Aly El Ghoubashy war von 1998 bis 2009 islamischer Religionslehrer an einem Gymnasium in Feldkirch und Mitglied im Schura-Rat der Islamischen Glaubensgemeinschaft. Nach kritischen Äußerungen über die inhaltliche Ausrichtung des Religionsunterrichts wurde er suspendiert: Die IGGÖ entzog ihm die Lehrbefugnis. Seither arbeitet er ausschließlich als Lehrer für Bildnerische Erziehung und Werken.
Die Islamische Glaubensgemeinschaft bezeichnet den Islamunterricht in der jetzigen Form als „modellhaft“ und sieht positive Effekte für die Integration.

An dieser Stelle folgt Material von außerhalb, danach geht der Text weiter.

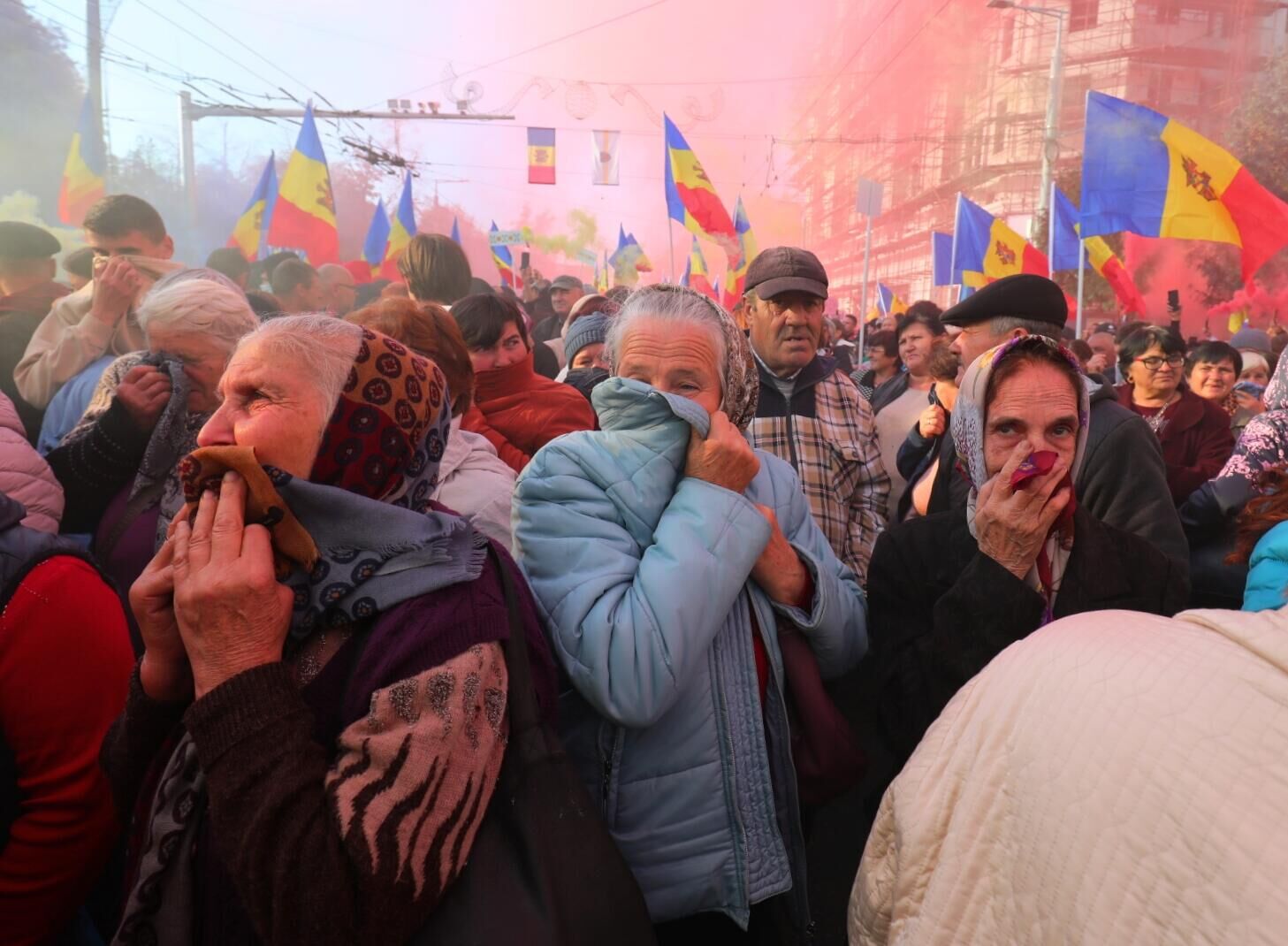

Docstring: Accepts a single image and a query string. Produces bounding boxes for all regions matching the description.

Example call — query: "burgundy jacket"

Entspricht das Ihren Erfahrungen?
Aly El Ghoubashy: Der Islamunterricht in der jetzigen Form ist realitätsfern. Er befasst sich nicht mit den gesellschaftlichen, politischen und sozialen Herausforderungen, mit denen die Schüler konfrontiert sind. Es gibt kaum Lehrer, die dieser Aufgabe gewachsen sind. Es gibt sicher gute Lehrkräfte, jedoch nicht in den Schulen. Der Grund dafür ist: Sie wollen mit der Glaubensgemeinschaft nichts zu tun haben, weil sie mit den Verantwortlichen dort Schwierigkeiten haben.

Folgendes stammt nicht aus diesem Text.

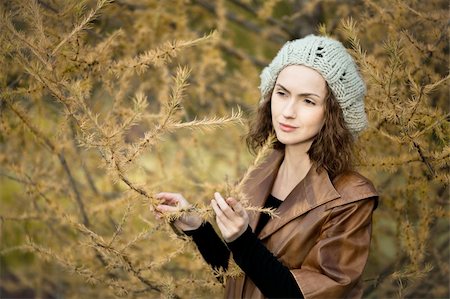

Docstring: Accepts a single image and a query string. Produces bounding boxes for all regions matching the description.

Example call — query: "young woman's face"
[271,65,327,149]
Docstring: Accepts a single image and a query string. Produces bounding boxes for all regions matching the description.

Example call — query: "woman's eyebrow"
[276,83,320,99]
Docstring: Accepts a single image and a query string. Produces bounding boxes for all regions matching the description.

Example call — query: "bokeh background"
[0,0,450,298]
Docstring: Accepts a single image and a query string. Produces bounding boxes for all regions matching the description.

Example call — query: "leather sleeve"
[291,197,377,298]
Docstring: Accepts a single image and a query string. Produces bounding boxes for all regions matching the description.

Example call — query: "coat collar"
[245,150,340,239]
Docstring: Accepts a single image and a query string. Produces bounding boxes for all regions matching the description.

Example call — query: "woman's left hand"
[211,192,248,243]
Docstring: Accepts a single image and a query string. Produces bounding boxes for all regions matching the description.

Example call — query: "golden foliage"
[0,0,450,298]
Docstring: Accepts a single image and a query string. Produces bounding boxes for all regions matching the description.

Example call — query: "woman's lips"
[279,123,297,132]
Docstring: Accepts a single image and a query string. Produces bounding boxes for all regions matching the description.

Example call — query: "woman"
[156,35,377,298]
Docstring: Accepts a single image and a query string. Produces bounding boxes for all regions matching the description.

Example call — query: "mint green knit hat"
[259,34,367,136]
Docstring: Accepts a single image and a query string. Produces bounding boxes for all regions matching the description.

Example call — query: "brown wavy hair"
[246,85,354,178]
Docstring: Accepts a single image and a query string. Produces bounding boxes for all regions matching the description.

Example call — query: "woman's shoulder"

Welchen Einfluss hat der Unterricht auf die Integration der Schüler?
Der jetzige Islamunterricht in den Schulen isoliert die Schüler, statt sie in die Gesellschaft zu integrieren. In den Augen vieler Lehrer ist man nur ein guter und frommer Muslim, wenn man betet und im Ramadan fastet. Die Lehrer sind nicht in der Lage, den Kindern zu vermitteln, dass der Islam aus viel mehr besteht als einigen religiösen Ritualen. Viele Lehrer unterrichten meist so, als ob sie ihre Heimatländer nicht verlassen hätten. Es ist kein Widerspruch, ein guter Muslim und gleichzeitig Österreicher zu sein. Doch genau dieses Bild vermittelt der Unterricht. Kaum ein Lehrer ist in der Lage, den Schülern dabei zu helfen, ein Mitglied dieser Gesellschaft zu sein. Wir verspielen hier eine große Chance. Würden die Kinder mit relevanten Themen, die das Zusammenleben und das Miteinander in Österreich betreffen, nach Hause kommen und mit ihren Eltern darüber diskutieren, dann würden nicht nur die Kinder, sondern auch die Eltern von diesem Unterricht profitieren.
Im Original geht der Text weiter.